Isis, wie macht sich der Klimawandel in Kolumbien bemerkbar?

Ich bin in der Stadt aufgewachsen, aber mittlerweile lebe ich auf dem Land, wo ich den Klimawandel sehr stark erlebe. Er zeigt sich in der Hauptstadt Bogota, wo die Regen- und Trockenzeiten durcheinandergeraten sind. Am stärksten aber wirkt er sich auf dem Land aus, denn die Leute müssen von der Landwirtschaft leben. Zu viel Regen vernichtet die Ernten. Aber auch Dürren sind ein Problem: Die Böden trocknen aus und die Leute können nicht mehr zu den gewohnten Jahreszeiten aussäen und die gewohnte Fruchtfolge einhalten. Alles ist durcheinandergeraten. Die Jahreszeiten sind unzuverlässig. Manchmal wird es auf einmal sonnig, dann sät man aus, aber es bleibt so lange trocken, dass alles verdorrt.

Wirkt sich der Klimawandel unterschiedlich auf Männer und Frauen aus?

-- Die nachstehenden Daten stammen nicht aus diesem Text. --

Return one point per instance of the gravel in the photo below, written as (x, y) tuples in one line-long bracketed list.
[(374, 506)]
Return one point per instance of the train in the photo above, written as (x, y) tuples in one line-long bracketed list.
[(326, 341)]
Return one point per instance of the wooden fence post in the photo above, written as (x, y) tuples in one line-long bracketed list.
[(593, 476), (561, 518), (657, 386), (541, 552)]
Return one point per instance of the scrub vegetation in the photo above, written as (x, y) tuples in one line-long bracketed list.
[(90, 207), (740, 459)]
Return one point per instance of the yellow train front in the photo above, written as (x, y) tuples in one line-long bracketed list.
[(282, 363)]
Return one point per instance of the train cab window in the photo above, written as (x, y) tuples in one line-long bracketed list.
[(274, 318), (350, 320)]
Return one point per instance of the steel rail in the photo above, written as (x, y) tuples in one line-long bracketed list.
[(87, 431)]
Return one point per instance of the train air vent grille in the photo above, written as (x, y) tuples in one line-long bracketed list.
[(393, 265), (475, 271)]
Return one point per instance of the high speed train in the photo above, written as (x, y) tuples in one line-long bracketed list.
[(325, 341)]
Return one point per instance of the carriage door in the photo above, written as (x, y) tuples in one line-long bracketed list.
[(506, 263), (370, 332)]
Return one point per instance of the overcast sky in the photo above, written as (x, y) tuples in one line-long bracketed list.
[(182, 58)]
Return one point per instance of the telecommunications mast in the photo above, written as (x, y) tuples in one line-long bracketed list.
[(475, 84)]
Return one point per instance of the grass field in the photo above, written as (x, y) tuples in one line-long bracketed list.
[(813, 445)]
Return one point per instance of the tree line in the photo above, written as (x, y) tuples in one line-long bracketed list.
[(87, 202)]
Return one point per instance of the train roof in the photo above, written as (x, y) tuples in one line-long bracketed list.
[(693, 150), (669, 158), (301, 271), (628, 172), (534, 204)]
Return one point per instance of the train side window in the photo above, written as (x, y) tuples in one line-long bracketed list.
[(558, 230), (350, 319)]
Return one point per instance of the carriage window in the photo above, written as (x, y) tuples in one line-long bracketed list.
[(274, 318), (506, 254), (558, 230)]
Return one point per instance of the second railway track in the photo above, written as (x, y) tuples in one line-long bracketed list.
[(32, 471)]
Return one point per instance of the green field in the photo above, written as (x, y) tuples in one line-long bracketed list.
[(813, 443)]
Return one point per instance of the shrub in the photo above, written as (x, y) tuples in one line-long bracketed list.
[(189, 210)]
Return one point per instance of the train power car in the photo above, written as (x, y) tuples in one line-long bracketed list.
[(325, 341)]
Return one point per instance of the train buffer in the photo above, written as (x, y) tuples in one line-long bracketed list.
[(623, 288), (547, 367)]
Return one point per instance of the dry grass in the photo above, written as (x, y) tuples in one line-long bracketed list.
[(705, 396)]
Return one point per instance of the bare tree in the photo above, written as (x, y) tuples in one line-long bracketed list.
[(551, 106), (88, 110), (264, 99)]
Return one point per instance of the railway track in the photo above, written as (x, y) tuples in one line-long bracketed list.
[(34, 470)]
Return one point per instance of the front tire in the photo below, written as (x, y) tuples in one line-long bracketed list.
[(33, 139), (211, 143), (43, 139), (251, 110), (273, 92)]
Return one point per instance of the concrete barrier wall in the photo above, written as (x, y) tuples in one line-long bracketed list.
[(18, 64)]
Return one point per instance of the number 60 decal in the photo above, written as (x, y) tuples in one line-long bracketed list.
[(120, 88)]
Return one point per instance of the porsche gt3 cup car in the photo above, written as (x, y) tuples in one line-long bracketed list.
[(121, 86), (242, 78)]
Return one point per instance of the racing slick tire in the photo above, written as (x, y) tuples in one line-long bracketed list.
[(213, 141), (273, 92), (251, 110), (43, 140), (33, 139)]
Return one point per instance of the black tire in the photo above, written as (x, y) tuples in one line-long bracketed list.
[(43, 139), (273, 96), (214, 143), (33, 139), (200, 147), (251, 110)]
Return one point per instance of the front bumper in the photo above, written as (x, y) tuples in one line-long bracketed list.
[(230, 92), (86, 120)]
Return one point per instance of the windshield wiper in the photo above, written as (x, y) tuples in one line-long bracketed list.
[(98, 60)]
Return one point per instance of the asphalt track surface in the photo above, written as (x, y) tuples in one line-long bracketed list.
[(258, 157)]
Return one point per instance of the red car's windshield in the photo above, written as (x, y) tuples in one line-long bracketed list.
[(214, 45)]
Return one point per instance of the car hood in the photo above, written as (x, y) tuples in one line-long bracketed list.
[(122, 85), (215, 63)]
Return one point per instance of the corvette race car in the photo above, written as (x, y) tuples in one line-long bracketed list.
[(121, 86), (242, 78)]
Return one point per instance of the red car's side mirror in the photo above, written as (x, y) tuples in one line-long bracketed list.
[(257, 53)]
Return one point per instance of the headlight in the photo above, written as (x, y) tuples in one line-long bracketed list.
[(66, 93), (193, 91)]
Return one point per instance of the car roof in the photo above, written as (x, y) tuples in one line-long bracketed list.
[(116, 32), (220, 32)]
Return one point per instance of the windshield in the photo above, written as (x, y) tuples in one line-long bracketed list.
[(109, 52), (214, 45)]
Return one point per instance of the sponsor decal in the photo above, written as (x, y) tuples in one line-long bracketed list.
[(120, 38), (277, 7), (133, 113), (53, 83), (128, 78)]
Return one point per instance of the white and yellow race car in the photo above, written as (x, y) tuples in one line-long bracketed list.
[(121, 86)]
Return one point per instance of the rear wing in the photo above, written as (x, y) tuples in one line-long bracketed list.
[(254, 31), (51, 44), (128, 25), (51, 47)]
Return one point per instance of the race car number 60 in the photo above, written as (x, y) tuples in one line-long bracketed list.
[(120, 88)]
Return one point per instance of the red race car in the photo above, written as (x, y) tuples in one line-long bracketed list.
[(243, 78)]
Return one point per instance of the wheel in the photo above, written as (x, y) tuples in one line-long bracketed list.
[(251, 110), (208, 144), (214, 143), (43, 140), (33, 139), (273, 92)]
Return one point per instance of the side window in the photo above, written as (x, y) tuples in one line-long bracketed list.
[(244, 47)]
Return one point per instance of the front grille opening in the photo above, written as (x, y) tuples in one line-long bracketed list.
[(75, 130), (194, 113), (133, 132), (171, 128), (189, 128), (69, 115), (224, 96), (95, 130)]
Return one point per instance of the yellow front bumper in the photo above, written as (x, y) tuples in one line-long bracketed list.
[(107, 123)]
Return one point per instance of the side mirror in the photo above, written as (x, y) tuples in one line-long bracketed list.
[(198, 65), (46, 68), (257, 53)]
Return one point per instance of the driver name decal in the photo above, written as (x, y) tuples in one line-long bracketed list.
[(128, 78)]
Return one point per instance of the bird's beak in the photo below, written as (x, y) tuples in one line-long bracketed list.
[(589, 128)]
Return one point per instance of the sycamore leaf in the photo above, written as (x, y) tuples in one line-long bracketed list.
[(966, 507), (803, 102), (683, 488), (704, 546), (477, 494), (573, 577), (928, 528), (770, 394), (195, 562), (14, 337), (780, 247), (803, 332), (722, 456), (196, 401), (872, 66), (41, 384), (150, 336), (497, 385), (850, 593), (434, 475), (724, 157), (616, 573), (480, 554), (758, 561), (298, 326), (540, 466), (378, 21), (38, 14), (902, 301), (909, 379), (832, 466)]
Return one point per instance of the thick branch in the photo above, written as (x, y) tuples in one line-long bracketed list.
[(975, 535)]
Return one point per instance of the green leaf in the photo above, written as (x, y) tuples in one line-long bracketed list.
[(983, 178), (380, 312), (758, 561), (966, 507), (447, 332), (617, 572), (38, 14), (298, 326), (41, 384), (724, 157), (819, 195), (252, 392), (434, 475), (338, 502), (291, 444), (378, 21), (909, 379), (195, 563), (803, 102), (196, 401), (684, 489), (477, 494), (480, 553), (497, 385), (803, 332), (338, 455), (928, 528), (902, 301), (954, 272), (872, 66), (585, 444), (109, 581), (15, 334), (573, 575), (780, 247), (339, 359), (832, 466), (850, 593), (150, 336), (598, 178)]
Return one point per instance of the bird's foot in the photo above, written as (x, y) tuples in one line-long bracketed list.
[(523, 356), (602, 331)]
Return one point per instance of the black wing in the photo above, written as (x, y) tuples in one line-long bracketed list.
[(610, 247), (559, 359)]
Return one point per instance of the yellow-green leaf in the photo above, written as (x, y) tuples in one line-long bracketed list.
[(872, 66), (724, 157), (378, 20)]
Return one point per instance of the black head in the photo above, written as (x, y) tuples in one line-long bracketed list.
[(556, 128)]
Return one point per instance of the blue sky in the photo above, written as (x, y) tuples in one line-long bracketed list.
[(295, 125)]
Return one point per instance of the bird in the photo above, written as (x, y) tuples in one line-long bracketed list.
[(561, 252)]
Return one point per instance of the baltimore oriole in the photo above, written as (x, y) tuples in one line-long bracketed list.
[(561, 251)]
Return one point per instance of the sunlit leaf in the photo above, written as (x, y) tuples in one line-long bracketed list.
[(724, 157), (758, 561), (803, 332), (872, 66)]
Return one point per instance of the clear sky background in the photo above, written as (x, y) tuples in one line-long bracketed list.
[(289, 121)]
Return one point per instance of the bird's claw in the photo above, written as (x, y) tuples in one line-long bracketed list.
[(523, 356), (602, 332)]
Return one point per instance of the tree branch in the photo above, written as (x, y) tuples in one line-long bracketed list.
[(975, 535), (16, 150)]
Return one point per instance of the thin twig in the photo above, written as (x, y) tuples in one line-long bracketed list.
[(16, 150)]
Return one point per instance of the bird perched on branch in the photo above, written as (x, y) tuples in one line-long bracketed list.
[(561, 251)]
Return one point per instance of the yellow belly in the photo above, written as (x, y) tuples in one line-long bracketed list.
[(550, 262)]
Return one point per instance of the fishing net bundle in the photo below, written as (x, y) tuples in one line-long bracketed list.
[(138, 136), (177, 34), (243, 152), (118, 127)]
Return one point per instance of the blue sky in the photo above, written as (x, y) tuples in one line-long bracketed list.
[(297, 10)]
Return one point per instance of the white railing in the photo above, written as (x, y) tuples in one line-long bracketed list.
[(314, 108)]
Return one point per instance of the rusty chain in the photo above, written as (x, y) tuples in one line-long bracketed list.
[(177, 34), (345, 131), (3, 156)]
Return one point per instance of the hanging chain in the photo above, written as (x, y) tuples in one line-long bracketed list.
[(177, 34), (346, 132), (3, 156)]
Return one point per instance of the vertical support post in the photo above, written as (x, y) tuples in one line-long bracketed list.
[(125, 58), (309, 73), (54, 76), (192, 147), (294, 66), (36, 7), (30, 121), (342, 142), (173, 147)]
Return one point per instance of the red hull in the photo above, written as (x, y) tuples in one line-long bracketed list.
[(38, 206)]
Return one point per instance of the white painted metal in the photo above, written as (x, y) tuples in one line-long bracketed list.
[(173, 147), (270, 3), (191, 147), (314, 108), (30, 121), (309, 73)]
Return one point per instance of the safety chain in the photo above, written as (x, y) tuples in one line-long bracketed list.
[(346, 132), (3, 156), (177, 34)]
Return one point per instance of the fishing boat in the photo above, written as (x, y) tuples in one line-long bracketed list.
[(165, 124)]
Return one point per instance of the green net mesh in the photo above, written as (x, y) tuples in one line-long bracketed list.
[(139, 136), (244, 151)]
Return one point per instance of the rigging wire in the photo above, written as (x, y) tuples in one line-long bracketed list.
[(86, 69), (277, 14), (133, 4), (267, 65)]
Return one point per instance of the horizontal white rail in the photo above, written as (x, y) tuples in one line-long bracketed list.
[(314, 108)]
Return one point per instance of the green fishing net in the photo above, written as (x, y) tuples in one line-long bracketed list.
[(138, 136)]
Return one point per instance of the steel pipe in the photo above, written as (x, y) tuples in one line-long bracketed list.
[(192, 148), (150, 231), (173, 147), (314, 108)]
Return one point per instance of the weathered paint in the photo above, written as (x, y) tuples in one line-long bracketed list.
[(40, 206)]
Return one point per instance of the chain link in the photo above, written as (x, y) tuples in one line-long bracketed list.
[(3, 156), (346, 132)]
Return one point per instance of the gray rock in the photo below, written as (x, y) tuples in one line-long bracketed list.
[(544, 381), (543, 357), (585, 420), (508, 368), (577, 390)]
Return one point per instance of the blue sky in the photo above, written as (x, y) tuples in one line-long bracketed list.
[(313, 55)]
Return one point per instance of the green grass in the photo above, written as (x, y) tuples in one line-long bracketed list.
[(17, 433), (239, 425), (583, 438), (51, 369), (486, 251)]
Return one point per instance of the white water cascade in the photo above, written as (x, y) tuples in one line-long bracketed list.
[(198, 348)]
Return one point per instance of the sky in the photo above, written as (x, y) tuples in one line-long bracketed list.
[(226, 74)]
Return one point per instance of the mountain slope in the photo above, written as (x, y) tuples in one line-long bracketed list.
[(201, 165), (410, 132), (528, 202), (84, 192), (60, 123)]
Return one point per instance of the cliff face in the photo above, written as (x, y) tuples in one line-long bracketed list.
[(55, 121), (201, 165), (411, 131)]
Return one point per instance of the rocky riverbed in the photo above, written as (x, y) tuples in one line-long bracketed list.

Frauen betreiben in der Regel die familiäre Landwirtschaft und kümmern sich um die Familie. Auf dem Land sind es fast immer die Frauen, die Wasser holen gehen. Die Distanzen aber werden immer länger. Das steigert die Gefahr, dass sie auf dem Weg vergewaltigt werden. Viele Frauen auf dem Land haben auch nicht lesen gelernt und jung geheiratet. Im Falle eines Tsunamis sind sie oft die Letzten, die davon erfahren. Wenn es Überschwemmungen gibt, dann sterben mehr Frauen; denn aufgrund unserer Traditionen haben die meisten nicht Schwimmen gelernt. Auf internationalem Level sind diese Fragen allerdings derzeit noch kaum anerkannt.

Isis Alvarez arbeitet für die Global Forest Coalition und ist auch bei den Vereinten Nationen aktiv. 

 

Wie kann man Frauen besser an Entscheidungen zur Klimakrise beteiligen?

Schon heute stoßen Frauen in Kolumbien die meisten Initiativen an und leiten sie. Der Grund ist einfach: Sie spüren die Auswirkungen eben am meisten. Frauen wollen auch in Zukunft ihre Familien ernähren. Männer hingegen migrieren häufiger in die Stadt, manchmal, um Gewalt zu entfliehen, manchmal, um Arbeit zu suchen. Die Frauen auf dem Land sind also häufig mit Haus und Kindern allein. Also organisieren sich die Frauen. Wir arbeiten mit Frauenkollektiven, die Wald und Ökosysteme renaturieren, wie etwa Mangroven. Manche Kollektive kultivieren auch Medizinpflanzen. Andere betreiben Apikultur und stellen Honig her, um Geld zu verdienen.

Was würde sich ändern, wenn Frauen an den Entscheidungen, wie auf der Klimakonferenz in Madrid, gleichberechtigt beteiligt wären?

Die Vereinten Nationen wurden schon immer von Männern dominiert. Gleichberechtigung gab es bisher keine. Ich bin Teil der Women Gender Constituency, das ist eine Frauenorganisation innerhalb der Vereinten Nationen. Und es ist immer ein großer Kampf, die Interessen von Frauen durchzusetzen. Wir hatten ein paar kleine Erfolge, es gibt jetzt eine Plattform für Frauen innerhalb der UN-Verhandlungen. Würden gleich viele Frauen und Männer entscheiden, würde man die Sache ernster nehmen und es wäre nicht nur eine Frage des Geldes.